Do you know where your variables are coming from?

tl;dr

It is easier to maintain code where variables are clearly declared, and preferably close to the place they are being used.

Anything that is implicit is your enemy: inheritance, injections, global state...

Codebase hopping is norm

As a professional programmer, you seldom have the luxury of working on the one and same codebase. You are switching between frontend, backend, that overgrown batch job, the backoffice, the app, the search-integrations-project, etc.

Different projects might use different versions of libraries, different code styles, or even different programming languages. You do not have the time to master every aspect of every system. Thus:

Code must be easy to read and grasp, even if you are not a master of the framework in use.

Traceable variables

To make your code readable, it is important that variables are easily traceable. If you are trying to modify a specific function, you want to spend as little time as possible outside of that function.

Example A
public class PlayButton
{
   MatchMaker service;

   public PlayButton()
   {
      service = new RoundRobinMatchMaker();
   }

   // ... some code ...

   // row 153
   public void Play()
   {
       service.execute();
   }
}

In Example A, trying to understand Play() requires you to first trace the variable service:

  1. Find out that it is declared as a member variable of the class.
  2. Find the assignment to the variable in the constructor.
Example B
public class PlayButton
{
    // ... some code ...

    //row 153
    public void Play()
    {
        var service = new RoundRobinMatchMaker();
        service.execute();
    }
}

In Example B no tracing is needed of service. Clearly, the Play()-function in Example B is much easier to reason about!

Traceability index

Let's define a measurement for how hard it is to trace a variable:

Traceability Index
The number of times you have to scroll away or switch context in order to understand the variable.

In Example A above, the variable service has traceability index 2; while its index is 0 in Example B.

Composition vs. inheritance

Hopefully you are already aware of the bad strong coupling that comes with inheritance. But there are more subtle problems.

class AVector : InstancedVector
{
   Smurf()
   {
       Console.WriteLine("" + list.Isberg);
   }
}

Where does the variable list come from? The superclass? Which one?

class InstancedVector : DeepVector ... 
    
class DeepVector : FullVector ...

class FullVector : ArrayVector ...

The tracability index of the variable list is potentially greater than 4! Even with a modern development environment, you might catch the declaration but miss a mutation to the variable "deeper down" the inheritance chain.

React hooks

React has recently taken a big step in traceable variables: hooks. Example C is an old style React class.

Example C
import 'react-redux';
import 'react-router';

const mapStateToProps = (state) => ({
    user: state.user,
    matchesPlayed: state.matchesPlayed
});

@injectRouter
@connect(mapStateToProps)
class Dude extends React.Component {
   render() {
      return <p>{this.props.user.name} is on {this.props.match.location} </p> 
   }
}

match.location is not traceable at all! The traceability index is infinity.

Example D
import { useLocation } from 'react-router';
import { useSelector } from 'react-redux';

function Dude() {
    const user = useSelector(store => store.user);
    const matchesPlayed = useSelector(store => store.matchesPlayed);

    const location = useLocation();

    return <p>{user.name} is on {location} </p>
}

In Example D, you can trace the variable location, with traceability index 2:

  1. location comes from useLocation()
  2. useLocation is imported from react-router

Even if you have never seen React before, you can still figure out that location is probably related to the location of the URL (and not the city of the user, for instance).

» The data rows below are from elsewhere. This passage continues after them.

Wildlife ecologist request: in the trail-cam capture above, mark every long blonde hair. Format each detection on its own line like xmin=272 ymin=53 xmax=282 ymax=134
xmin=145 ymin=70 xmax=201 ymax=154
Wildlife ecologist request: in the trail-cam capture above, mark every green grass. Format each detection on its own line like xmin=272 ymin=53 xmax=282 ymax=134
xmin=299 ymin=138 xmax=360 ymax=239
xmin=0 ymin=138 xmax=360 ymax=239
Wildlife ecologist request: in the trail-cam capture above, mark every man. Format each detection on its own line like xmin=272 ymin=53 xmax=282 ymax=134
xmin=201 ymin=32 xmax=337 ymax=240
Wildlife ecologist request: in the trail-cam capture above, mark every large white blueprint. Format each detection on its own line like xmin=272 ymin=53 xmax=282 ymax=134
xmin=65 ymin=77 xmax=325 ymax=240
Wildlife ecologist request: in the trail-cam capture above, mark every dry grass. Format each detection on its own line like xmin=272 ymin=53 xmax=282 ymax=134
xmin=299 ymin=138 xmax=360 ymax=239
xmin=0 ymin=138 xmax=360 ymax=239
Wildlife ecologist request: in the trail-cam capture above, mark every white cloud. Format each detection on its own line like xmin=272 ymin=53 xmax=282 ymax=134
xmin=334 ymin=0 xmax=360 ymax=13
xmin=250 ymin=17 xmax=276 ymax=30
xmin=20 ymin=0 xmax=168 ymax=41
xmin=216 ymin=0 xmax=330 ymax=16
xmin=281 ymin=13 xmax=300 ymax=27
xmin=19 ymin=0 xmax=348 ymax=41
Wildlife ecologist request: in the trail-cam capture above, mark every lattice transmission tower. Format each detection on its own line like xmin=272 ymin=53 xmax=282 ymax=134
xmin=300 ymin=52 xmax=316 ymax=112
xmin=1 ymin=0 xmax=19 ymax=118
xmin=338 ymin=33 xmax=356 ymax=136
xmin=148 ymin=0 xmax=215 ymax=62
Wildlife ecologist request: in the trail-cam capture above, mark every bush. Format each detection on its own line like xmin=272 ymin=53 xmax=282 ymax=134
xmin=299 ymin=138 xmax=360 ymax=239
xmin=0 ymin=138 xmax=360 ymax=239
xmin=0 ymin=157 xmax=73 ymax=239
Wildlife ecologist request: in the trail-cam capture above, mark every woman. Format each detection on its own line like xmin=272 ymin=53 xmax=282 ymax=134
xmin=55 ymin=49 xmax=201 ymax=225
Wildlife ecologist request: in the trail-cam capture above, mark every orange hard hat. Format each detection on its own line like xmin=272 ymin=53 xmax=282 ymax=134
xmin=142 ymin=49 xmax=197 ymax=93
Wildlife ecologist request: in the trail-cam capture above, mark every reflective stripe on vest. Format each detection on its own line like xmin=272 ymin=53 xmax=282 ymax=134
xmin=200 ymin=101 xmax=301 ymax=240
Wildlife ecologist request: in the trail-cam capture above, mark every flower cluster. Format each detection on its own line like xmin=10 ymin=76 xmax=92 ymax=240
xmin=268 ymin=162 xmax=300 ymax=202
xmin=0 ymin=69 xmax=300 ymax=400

Since there are no rows of code between the call to useLocation() and the usage of location, you could argue that the traceability index of location is 1.

Trapped by technology

We can not always chose which technology to use. But you can still do your best to increase readability and traceability:

For instance, you can make sure to always prefix global variables with g_, or member variables with _.

If you have helper functions, you can make sure to include a prefix indicating where they originate from.

Example E
// No conventions
class Greeter {
    char *rolls;

    void Hello(const char* str) {
        intersperse(location, str);

        fixes->count();
        rolls++;
    }
}

In order to reason about the code in Example E, you would have to trace all variables. Even worse, you will have to trace some functions to. For instance: can intersperse change the database?

Example F
// Better
class Greeter {
    char *_rolls;

    void Hello(const char* str) {
        char *loc = location; // From GPS-library
        str_utils_intersperse(loc, str);

        g_fixes->count();
        _rolls++;
    }
}

In Example F, we can actually draw conclusions from the code, just by reading the Hello-function.

  1. We are reading a GPS-coordinate
  2. Doing some string manipulation
  3. Potentially altering the global variable fixes
  4. Updating the member variable rolls.

The benefits

By spending less time chasing variable definitions, you might reap the following benefits:

I wish that you get to create and take part of fun code with easily traceable variables :)